LONDON (REUTERS) - Britain's housing market showed signs of a slowdown in May as fast-rising inflation and higher interest rates tightened the financial squeeze for many households, according to a survey published on Thursday (June 9).
The Royal Institution of Chartered Surveyors (RICS) said its new buyers gauge fell to minus seven from plus 8 in April, the first time it turned negative in nine months.
"The increase in the cost of mortgage finance alongside growing concerns about the economic outlook is unsurprisingly having an impact, albeit a relatively modest one at this point," RICS chief economist Simon Rubinsohn said.

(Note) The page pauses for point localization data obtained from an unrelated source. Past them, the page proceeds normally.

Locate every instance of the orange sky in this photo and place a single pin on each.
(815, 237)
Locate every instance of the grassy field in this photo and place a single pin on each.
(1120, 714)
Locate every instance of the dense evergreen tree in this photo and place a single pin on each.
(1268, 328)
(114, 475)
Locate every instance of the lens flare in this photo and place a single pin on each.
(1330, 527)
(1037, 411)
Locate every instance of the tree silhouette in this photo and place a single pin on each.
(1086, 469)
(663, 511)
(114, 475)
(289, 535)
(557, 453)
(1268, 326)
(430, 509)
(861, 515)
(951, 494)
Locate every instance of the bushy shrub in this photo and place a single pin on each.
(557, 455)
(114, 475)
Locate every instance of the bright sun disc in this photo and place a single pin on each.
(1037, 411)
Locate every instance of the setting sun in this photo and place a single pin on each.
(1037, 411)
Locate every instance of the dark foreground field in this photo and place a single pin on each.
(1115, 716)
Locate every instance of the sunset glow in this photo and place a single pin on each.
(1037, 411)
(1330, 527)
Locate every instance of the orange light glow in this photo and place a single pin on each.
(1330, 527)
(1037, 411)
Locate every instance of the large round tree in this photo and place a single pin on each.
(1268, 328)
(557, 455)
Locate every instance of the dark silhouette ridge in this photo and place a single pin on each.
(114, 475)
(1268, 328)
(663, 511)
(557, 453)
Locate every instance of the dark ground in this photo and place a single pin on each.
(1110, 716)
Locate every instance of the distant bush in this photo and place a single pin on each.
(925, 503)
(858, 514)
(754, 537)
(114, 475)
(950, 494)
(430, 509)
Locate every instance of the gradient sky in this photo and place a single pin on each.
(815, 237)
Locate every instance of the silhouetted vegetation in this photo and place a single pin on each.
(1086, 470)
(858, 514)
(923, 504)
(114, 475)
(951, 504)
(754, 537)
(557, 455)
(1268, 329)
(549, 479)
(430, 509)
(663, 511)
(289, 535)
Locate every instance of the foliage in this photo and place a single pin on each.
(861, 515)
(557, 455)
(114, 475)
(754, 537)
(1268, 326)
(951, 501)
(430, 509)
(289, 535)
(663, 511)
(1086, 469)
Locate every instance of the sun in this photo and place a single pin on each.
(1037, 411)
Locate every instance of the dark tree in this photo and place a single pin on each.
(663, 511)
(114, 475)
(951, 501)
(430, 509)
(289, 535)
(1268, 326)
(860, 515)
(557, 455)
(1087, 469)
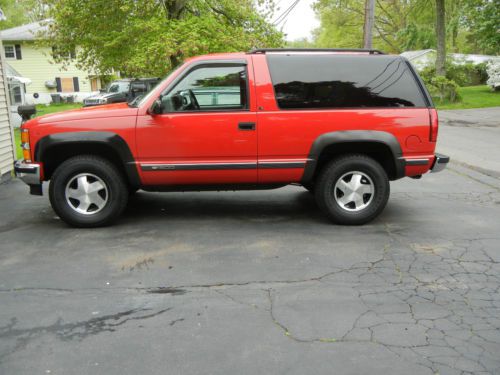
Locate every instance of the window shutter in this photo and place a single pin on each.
(76, 85)
(18, 52)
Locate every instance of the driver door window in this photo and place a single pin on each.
(216, 88)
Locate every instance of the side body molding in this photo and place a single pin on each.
(351, 136)
(108, 139)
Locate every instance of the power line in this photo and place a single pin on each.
(286, 13)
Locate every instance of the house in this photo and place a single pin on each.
(421, 59)
(34, 62)
(7, 149)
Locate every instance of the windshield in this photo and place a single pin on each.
(118, 87)
(146, 97)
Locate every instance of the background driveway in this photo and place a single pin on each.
(256, 282)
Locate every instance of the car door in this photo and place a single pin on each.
(206, 130)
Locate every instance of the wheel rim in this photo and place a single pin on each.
(354, 191)
(86, 194)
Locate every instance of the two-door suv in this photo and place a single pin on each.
(342, 123)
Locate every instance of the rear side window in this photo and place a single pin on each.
(342, 81)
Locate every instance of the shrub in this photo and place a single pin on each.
(493, 69)
(467, 74)
(443, 89)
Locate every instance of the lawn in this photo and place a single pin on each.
(474, 97)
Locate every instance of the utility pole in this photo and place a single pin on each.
(369, 21)
(441, 38)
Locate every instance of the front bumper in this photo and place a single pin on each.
(440, 162)
(28, 172)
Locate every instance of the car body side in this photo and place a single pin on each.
(287, 146)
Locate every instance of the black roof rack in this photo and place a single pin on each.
(264, 50)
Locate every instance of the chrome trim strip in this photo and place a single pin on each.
(282, 165)
(27, 172)
(416, 161)
(222, 166)
(197, 166)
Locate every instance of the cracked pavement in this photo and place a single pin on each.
(249, 282)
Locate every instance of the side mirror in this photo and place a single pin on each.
(156, 108)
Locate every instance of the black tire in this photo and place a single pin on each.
(309, 187)
(116, 195)
(327, 195)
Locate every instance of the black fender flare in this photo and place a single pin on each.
(106, 138)
(350, 136)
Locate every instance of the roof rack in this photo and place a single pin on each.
(264, 50)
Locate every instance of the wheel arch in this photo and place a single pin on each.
(54, 149)
(382, 146)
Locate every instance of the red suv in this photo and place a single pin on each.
(342, 123)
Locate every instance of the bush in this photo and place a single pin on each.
(493, 69)
(443, 89)
(467, 74)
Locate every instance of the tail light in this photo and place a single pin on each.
(25, 145)
(434, 125)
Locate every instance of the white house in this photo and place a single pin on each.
(34, 62)
(7, 149)
(422, 58)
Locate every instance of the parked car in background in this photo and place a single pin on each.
(123, 90)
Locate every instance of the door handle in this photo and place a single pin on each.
(246, 126)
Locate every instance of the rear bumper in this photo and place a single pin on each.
(28, 172)
(440, 162)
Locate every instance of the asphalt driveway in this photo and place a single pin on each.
(256, 282)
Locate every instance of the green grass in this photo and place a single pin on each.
(41, 110)
(17, 136)
(474, 97)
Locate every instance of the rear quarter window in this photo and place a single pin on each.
(343, 81)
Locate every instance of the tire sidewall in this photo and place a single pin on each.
(326, 190)
(71, 168)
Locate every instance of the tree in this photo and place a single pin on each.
(441, 38)
(368, 25)
(150, 37)
(398, 25)
(481, 18)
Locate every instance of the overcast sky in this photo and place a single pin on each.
(300, 22)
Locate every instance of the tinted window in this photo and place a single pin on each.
(119, 86)
(209, 88)
(342, 81)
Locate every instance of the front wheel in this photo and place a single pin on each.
(88, 191)
(352, 189)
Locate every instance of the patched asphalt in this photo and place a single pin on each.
(256, 282)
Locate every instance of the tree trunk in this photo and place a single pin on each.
(368, 25)
(441, 38)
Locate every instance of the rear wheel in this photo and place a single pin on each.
(352, 189)
(88, 191)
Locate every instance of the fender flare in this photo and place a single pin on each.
(350, 136)
(108, 139)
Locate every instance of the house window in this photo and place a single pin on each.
(68, 84)
(16, 93)
(10, 52)
(95, 84)
(57, 54)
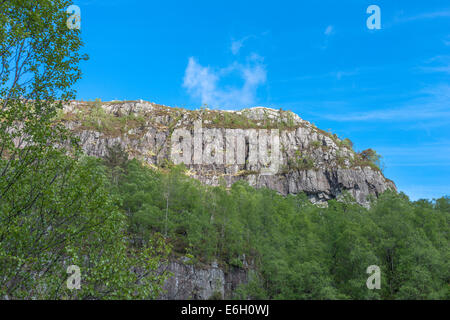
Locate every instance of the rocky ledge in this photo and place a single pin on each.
(309, 159)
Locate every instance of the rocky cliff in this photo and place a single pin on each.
(307, 159)
(193, 282)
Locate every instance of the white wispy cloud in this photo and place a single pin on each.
(202, 82)
(439, 63)
(236, 45)
(434, 105)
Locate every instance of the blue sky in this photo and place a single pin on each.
(384, 89)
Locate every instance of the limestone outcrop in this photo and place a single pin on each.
(309, 159)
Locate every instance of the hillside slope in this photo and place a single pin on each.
(310, 160)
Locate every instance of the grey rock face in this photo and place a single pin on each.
(310, 160)
(190, 282)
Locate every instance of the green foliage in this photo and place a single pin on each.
(56, 206)
(296, 249)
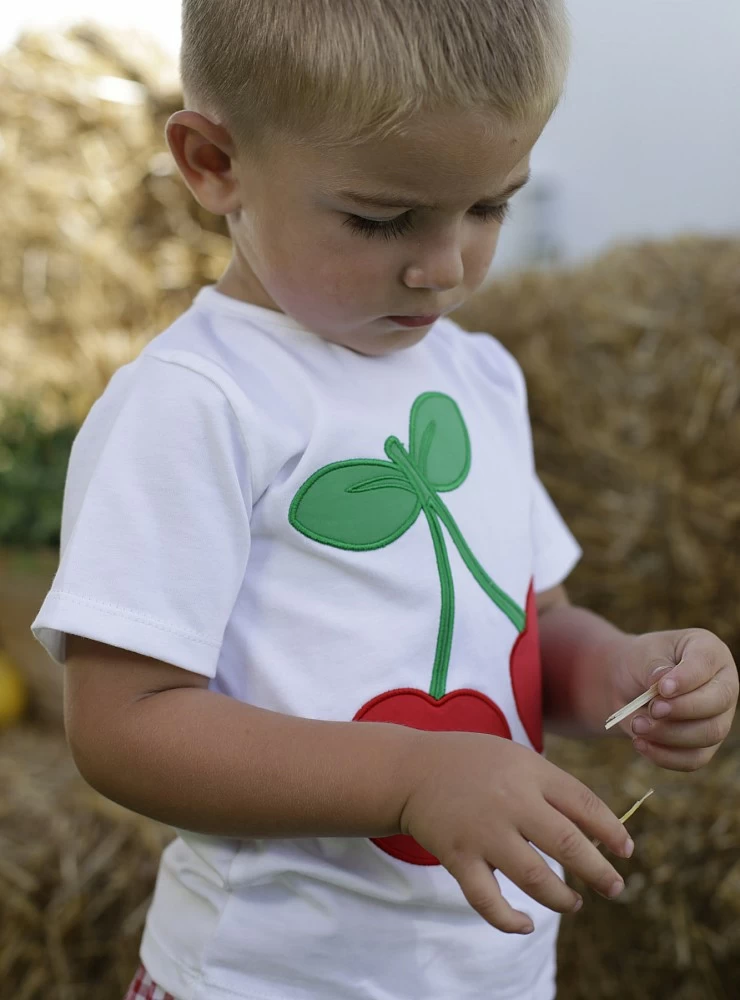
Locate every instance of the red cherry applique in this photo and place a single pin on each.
(464, 711)
(526, 674)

The Bank of England has raised interest rates four times since December and is expected to do so again next week, taking the bank rate to 1.25 per cent, despite a weak outlook for economic growth.

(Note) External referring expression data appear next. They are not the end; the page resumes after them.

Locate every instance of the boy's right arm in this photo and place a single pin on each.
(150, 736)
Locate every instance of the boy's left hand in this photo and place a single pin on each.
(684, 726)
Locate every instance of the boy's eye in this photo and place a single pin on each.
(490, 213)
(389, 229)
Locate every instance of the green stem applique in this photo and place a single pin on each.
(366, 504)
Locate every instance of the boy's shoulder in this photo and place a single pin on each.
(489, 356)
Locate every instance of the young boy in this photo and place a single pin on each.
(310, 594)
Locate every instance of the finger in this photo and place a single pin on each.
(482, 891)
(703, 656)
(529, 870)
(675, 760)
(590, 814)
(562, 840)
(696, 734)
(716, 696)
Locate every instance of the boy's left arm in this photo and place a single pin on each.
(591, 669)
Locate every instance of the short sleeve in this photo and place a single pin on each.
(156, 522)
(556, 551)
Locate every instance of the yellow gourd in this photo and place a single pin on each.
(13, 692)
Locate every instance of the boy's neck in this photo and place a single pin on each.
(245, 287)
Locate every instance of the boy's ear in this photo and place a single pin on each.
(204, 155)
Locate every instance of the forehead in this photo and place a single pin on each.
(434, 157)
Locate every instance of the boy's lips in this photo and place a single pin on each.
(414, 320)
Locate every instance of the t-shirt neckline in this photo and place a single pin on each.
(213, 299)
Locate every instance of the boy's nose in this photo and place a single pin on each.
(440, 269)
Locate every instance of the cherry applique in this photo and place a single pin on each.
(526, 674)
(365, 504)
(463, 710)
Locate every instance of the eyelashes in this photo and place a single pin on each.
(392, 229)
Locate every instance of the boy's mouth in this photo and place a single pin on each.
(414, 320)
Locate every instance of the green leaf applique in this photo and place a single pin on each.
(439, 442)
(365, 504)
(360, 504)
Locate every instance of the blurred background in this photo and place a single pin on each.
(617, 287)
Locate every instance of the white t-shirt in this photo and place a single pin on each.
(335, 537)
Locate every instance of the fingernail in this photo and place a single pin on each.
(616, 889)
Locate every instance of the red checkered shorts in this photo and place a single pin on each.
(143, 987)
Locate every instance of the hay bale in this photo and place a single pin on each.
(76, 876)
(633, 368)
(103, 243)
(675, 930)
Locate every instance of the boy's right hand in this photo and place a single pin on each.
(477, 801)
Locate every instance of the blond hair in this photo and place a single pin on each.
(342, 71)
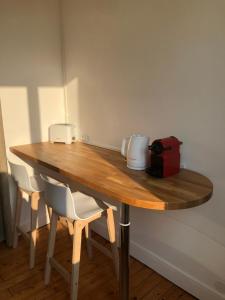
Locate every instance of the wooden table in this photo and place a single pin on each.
(104, 172)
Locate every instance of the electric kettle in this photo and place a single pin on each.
(135, 149)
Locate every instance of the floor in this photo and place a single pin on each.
(97, 280)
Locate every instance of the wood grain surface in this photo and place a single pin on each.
(105, 171)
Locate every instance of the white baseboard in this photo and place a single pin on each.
(187, 282)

The Organisation for Economic Cooperation said on Wednesday that Britain's economy would grow by 3.6 per cent this year before flatlining at 0 per cent next year, the weakest forecast for 2023 among all countries in the Group of 20 major economies, with the exception of Russia.
RICS said expectations for residential property sales over the next three to 12 months deteriorated after showing little change in May.

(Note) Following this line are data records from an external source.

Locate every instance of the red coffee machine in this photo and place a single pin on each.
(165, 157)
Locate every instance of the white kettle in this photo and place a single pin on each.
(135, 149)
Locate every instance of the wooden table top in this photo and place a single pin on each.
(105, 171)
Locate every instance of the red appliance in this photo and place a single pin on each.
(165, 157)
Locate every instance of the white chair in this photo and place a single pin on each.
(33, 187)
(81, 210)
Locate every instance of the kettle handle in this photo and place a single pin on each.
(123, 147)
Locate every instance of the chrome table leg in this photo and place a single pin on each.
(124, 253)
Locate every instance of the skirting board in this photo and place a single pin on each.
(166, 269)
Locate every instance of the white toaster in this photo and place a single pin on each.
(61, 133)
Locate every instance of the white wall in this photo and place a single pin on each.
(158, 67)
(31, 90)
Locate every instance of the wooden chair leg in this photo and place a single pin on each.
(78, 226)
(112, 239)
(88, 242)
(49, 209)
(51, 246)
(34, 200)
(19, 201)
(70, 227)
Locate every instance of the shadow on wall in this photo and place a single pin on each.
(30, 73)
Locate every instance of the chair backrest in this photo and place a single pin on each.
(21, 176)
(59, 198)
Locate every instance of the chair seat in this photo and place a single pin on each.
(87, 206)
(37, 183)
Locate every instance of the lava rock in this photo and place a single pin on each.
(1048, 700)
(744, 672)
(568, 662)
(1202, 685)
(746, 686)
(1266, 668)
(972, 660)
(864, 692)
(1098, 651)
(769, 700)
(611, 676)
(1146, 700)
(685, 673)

Prices were propped up by the longstanding shortage of properties coming onto the market.
RICS said there was a difference of plus 73 percentage points between the proportion of surveyors reporting rising prices and those reporting a fall. That was down from minus 80 in April but was in line with the average over the last six months.
A Reuters poll of economists had pointed to a smaller fall to plus 76.
Further ahead, a net balance of plus 42 saw house prices being higher in a year's time, the weakest reading since January 2021.
Data published on Wednesday by mortgage lender Halifax showed that the annual pace of house price increases in Britain slowed in May for the third month in a row.